Stepping back for a minute, we recall that last year JMMB restructured itself and then emerged as a subsidiary of JMMB Group Ltd, which replaced JMMB as the listed company on the Jamaican and T&T exchanges. In other words, JMMB opted to become a holding company, which apparently makes it easier for regulators to monitor and police the subsidiary companies.

It seems likely that this kind of transformation is being contemplated by the Lee-Chin/NCBJ entities.

Consequently, at some future date, it is possible that NCBFG will replace NCBJ as the parent company and also become the listed entity on the two exchanges.

We also recall that NCBJ owns 26.3 per cent of JMMB Group in an escrow account. In the interest of greater competition in Jamaica, would this new investment in GHL now encourage the Jamaican regulators to insist on NCBJ disposing of its JMMB Group holding? If implemented, those funds could help reduce NCBJ’s debt that it incurred to make the GHL acquisition.

Recently, we have seen the exit of two Trinidad-based directors and the appointment of three NCBJ directors to GHL’s board. Also, we know that the combination of NCBJ (29.99 per cent) and Tenetic/Ahamad/Lok Jack interests (21.84 per cent) results in the combined entities having almost 52 per cent of the voting shares in GHL; consequently, for the time being, there may be no rush for NCBJ interests to seek full control of the company.

In the case of NCBJ, shareholders have the temporary burden of the purchase of a large block of GHL at a price that represented a more than 66 per cent premium over the then-current price of around $13.00; that was the price at which the put-through transactions were executed on the TTSE. Of course, the justification for that generous price should evolve over time.

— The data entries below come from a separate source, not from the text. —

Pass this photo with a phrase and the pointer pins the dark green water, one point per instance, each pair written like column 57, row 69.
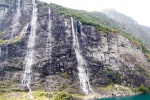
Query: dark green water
column 135, row 97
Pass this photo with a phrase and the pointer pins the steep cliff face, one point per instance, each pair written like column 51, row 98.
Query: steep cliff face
column 110, row 57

What synergies can be achieved between the two groups?

Perhaps, GHL’s general insurance interests may be amalgamated with similar companies that NCBJ owns in Jamaica? On the other side, there could be a consolidation and/or cross-selling of the investment products that each company offers? These and similar initiatives would evolve over time.

In the interim and barring any major upheavals, it seems sensible for stockholders to continue to hold on to their GHL shares; doing so should see them enjoy modest and sustained capital appreciation accompanied by regular increases in dividends. Perhaps, current shareholders should stop “dumping” their shares at these “give-away” prices?

Of course, when the time is right, the NCBJ Group may decide to complete the acquisition; probably at a very handsome premium above the current price. That eventuality should see both Tenetic and NCBJ interests’ benefit; the former being relieved to effect inter-generational liquidity and transfers while the latter comes closer to its pan-Caribbean dream.

Finally, would the outcome have been simpler, fairer and more transparent if NCBFG had made a bid for 100 per cent of GHL using a combination of cash and shares?